Elementary Spam Detection with Django

Author: daoosaigon. Published on Thursday 29 September 2011 at 12:48 p.m. Categories: Django. Tags: spam, moderation, filter, Django. Comments: 2

I leave my site alone for a few weeks, and take a short holiday in the UK. When I come back, I find 20 spam comments on my blog. I better do something about that. Here's some code I've implemented to fight the problem.

The first is to set up the system to send an email to myself anytime I receive a new comment. So I define a new ThePostModerator class that subclasses the existing CommentModerator class like this. I also have to register ThePostModerator with ThePost, the class I use for blog posts.

from django.contrib.comments.moderation import CommentModerator, moderator, AlreadyModerated;
class ThePostModerator(CommentModerator):
    email_notification = True
    enable_field = 'comments_permitted'
 
try:
    moderator.register(ThePost, ThePostModerator)
except AlreadyModerated:
    pass;

However, there is one problem. Email notifications depend on the existence of a comment_notification_email.txt file in the templates/comments directory, which is not provided by default. So you may get a missing template error like I did. This is an error with Django, and is the subject of Bug #14646. So what do you do? Write your own comment_notification_email.txt file.

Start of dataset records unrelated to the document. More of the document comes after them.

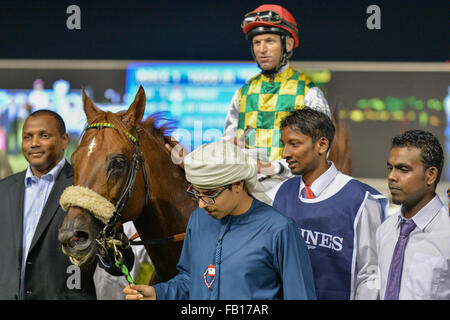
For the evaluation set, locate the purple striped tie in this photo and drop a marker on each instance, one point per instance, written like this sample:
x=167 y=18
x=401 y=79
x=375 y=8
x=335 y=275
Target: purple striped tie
x=395 y=270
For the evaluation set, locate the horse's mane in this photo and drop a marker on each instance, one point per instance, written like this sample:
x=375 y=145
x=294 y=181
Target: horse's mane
x=160 y=131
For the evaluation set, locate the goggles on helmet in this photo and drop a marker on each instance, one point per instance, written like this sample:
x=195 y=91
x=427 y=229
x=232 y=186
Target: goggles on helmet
x=265 y=16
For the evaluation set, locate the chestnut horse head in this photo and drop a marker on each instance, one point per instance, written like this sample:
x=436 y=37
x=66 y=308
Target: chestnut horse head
x=123 y=172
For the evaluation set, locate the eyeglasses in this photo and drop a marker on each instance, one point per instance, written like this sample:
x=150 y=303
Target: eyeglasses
x=266 y=16
x=208 y=199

New comment on {{ content_object }} submitted on {{ comment.submit_date }}.

Commenter's name: {{ comment.name }}
Commenter's email: {{ comment.email }}
Commenter's URL: {{ comment.user_url }}

------------------------------------------
{{ comment.comment }}

The previous lets me know instantly when new comments arrive, but do not do anything about moderating them. So I can write a moderate_comments routine like this, and then attach a receiver decorator to hook it up to the Comment class:

ahrefmatch = re.compile("<\s*[A|a]\s+[href|HREF]"); 
 
emailshitlist = ("jksper6666@gmail.com",
# Other email addresses...)
    
urlshitlist = ("http://cheap-link-building.com/",
# Other URLs...);
 
 
@receiver(pre_save, sender=Comment)
def moderate_comments(sender, instance, **kwargs):
    """ Extra code. If any of the following happens:
        1. HTML anchor code in comment. 
        2. BBCode equivalent "[url]".
        3. URLs in shitlist. 
        4. Person in shitlist.
        
        Then comment is automatically placed in moderation.
    """
    if not instance.id: # Only check when the comment is first saved.
        if ahrefmatch.search(instance.comment):
            instance.is_public = False;
        elif "[url]" in instance.comment or "[URL]" in instance.comment:
            instance.is_public = False;
        elif instance.user_url in urlshitlist:
            instance.is_public = False;
        elif instance.user_email in emailshitlist:
            instance.is_public = False;

Unlike most other blogs, my comments are pure text: I do not desire comments with HTML anchors, or BBCode equivalents. So anyone trying to pop them into my blog is likely to be a spammer.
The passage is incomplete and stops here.